Más lejos vio dos ángeles que sacaban agua en un cubo agujereado, la que se salía por todos lados. Así formaban la lluvia para regar la tierra.
-¡Con diez mil diablos!- exclamó.
Más por fortuna se contuvo creyendo que estarían probablemente jugando.
-Para distraerse, se dijo asimismo, se pueden hacer muchas cosas inútiles, sobre todo aquí donde veo que reina la pereza en grado superlativo.
Más lejos todavía, vio un carro atravesado en un bache muy profundo.
-No es extraño, dijo al hombre que estaba junto al carro; ¡está tan mal cargado! ¿Qué lleváis ahí?
-Buenos pensamientos. No he podido sacarlos a salvo; pero por fortuna he podido subir hasta aquí mi carro y no me dejarán en el atolladero.
No tardó en efecto en llegar un ángel que enganchó dos caballos delante del carro.
-Muy bien -dijo Sabelo-todo; pero dos caballos no bastan: se necesitan por lo menos cuatro.
Llegó otro ángel con otros dos caballos; pero en vez de engancharlos también por delante los enganchó por detrás. Esto era ya demasiado para el señor Sabelo-todo.
-¡Diantre! -exclamó-, ¿que significa eso? Desde que el mundo es mundo no se ha visto nunca enganchar así. Más en su ciego orgullo creen saberlo todo mejor que los demás.

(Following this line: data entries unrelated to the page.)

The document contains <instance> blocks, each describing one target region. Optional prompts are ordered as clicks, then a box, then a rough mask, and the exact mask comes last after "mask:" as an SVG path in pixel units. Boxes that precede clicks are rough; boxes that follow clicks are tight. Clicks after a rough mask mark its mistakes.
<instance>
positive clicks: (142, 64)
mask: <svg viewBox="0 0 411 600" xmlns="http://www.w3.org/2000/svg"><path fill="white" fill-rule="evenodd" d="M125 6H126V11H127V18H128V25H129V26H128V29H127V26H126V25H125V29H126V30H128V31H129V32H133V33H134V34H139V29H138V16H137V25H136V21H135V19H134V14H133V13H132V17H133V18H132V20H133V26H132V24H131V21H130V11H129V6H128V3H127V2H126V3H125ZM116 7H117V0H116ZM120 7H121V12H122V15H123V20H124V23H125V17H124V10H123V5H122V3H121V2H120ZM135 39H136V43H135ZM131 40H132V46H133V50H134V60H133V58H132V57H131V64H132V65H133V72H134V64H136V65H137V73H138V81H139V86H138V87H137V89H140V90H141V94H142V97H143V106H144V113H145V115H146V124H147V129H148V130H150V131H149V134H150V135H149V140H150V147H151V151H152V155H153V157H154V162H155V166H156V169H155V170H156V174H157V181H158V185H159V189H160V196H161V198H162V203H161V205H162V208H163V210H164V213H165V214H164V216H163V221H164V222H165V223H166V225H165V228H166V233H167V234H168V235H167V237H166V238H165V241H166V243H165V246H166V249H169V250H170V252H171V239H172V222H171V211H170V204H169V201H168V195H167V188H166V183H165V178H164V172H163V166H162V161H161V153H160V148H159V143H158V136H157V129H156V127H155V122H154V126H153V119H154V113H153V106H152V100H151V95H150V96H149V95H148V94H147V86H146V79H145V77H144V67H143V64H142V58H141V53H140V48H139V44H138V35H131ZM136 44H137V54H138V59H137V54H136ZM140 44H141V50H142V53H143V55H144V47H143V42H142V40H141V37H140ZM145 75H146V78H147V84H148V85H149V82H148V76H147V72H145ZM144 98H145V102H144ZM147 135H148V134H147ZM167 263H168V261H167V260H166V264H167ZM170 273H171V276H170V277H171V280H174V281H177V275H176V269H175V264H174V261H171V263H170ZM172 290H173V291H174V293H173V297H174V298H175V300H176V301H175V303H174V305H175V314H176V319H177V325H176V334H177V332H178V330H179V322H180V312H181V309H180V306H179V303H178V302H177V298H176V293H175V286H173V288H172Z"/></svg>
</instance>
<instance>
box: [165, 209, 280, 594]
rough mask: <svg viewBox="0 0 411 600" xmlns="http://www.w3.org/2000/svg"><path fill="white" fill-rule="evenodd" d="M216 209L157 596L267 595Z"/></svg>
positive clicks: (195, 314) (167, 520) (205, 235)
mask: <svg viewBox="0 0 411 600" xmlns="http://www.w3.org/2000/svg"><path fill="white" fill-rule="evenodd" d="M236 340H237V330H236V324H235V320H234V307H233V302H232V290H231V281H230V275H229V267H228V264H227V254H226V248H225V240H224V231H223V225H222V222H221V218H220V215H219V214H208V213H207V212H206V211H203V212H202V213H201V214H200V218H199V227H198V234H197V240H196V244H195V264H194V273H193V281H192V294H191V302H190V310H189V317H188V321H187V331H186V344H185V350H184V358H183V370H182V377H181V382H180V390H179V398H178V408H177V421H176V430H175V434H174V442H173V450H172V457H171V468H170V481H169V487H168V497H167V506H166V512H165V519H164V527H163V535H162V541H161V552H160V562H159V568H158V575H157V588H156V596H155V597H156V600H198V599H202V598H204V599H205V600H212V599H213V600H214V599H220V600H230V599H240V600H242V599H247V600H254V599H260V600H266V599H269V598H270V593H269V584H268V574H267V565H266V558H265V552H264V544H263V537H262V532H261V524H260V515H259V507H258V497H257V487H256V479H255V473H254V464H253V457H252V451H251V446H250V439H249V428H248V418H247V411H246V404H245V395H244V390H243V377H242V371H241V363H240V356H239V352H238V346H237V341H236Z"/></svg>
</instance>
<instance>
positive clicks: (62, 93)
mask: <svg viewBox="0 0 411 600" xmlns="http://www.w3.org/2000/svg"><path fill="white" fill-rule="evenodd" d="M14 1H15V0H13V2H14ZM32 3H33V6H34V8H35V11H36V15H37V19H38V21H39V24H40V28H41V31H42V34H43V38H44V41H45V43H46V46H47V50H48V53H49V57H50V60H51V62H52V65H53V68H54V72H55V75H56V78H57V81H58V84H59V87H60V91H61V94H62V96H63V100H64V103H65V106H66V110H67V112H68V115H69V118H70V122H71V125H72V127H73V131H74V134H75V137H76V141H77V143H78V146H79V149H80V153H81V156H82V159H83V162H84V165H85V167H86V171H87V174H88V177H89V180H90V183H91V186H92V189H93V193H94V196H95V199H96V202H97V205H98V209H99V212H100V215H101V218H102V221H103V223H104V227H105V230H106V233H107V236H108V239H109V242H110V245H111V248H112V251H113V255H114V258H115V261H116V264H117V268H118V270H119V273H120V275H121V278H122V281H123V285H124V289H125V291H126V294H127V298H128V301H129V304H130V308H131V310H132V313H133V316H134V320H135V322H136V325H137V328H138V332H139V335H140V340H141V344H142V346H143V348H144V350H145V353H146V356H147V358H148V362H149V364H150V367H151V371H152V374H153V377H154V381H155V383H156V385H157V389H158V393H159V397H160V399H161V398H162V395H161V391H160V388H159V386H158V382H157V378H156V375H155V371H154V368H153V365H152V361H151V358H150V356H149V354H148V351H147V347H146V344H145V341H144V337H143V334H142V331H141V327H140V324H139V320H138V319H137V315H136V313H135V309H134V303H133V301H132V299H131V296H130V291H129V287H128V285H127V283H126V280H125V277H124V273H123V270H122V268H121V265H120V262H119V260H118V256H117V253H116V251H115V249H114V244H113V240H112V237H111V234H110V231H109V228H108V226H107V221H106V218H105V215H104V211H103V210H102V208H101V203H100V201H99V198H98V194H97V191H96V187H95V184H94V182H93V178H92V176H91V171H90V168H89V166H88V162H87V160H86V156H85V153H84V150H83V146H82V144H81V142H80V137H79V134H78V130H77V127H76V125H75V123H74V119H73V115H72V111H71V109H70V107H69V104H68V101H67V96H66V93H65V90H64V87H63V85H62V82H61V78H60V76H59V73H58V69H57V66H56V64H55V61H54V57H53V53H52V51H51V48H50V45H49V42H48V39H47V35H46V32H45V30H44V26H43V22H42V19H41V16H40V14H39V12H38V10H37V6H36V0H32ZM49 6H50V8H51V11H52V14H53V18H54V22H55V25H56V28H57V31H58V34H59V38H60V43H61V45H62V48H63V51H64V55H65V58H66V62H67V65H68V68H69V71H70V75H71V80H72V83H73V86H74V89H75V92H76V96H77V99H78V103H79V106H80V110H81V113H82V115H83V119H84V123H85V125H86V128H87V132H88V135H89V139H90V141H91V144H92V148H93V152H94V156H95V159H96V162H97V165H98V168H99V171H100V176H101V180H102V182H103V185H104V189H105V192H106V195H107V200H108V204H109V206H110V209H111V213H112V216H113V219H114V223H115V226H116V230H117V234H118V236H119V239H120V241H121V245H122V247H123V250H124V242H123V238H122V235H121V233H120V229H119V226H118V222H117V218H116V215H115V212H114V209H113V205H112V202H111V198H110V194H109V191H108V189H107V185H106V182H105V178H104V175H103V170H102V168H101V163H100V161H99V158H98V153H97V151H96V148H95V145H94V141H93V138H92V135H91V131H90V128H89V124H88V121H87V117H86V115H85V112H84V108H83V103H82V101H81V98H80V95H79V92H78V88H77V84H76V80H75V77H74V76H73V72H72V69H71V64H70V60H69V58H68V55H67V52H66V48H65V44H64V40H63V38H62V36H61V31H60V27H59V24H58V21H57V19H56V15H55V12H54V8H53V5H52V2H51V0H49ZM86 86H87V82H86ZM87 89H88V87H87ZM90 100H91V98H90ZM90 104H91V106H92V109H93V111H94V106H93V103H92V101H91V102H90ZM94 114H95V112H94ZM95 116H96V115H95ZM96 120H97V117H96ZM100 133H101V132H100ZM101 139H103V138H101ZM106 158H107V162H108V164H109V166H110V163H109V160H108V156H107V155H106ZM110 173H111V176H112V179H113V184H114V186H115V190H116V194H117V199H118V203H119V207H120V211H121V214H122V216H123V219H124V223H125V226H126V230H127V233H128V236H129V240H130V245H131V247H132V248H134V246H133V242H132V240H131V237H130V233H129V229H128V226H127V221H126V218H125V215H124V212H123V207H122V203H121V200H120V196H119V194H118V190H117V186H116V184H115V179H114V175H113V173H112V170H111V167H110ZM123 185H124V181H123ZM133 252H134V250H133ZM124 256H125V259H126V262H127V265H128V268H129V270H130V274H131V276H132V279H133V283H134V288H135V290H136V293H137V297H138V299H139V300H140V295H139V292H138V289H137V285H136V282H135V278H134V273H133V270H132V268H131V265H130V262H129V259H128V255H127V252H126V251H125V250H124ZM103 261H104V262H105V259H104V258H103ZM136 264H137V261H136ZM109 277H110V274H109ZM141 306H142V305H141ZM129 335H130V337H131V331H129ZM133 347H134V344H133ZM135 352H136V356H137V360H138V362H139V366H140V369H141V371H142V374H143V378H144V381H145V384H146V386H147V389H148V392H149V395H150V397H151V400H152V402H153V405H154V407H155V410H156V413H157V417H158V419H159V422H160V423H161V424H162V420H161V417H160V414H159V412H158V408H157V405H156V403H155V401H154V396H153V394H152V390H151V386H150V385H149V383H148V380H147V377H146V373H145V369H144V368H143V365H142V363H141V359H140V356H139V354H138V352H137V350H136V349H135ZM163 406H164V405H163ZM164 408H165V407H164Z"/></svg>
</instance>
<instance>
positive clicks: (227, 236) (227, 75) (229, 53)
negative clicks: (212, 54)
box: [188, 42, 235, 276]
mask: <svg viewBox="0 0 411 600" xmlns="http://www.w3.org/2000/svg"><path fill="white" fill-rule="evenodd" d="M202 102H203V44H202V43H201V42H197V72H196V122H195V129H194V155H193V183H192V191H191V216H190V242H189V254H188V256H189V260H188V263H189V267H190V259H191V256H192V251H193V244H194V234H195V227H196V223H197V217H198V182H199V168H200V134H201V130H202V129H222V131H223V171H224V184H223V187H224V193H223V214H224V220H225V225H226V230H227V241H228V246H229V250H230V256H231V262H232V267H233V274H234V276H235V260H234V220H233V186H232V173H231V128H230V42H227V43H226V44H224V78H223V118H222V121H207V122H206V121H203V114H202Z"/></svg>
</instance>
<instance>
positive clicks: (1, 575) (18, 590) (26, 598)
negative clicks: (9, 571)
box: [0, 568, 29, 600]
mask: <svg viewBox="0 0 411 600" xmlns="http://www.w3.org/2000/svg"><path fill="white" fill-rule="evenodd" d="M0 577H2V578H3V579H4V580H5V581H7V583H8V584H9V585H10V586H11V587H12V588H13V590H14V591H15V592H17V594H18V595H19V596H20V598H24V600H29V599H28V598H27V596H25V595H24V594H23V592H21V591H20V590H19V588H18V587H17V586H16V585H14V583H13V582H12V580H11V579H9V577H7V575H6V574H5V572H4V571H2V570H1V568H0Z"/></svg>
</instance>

Iba a continuar, pero uno de los habitantes del cielo le cogió por el cuello y le lanzó en el aire con una fuerza irresistible. Aún pudo, sin embargo, distinguir á través de la puerta, que el carro era arrebatado en los aires por los caballos alados.
En aquel momento despertó Sabelo-todo.
-El cielo, se decía, no se diferencia en nada de la tierra, y hay cosas que parecen malas y son buenas en el fondo. Pero a pesar de todo, ¿quién puede ver con sangre fría enganchar los caballos a los dos lados opuestos de un carro? Tenían alas, es verdad, mas no lo había visto en un principio, y de todas maneras, ¿no es una locura poner dos alas a unos caballos que tienen ya cuatro pies? Pero tengo que levantarme, pues de otro modo todo estaría aquí patas arriba. Verdaderamente es una felicidad que no me haya muerto todavía.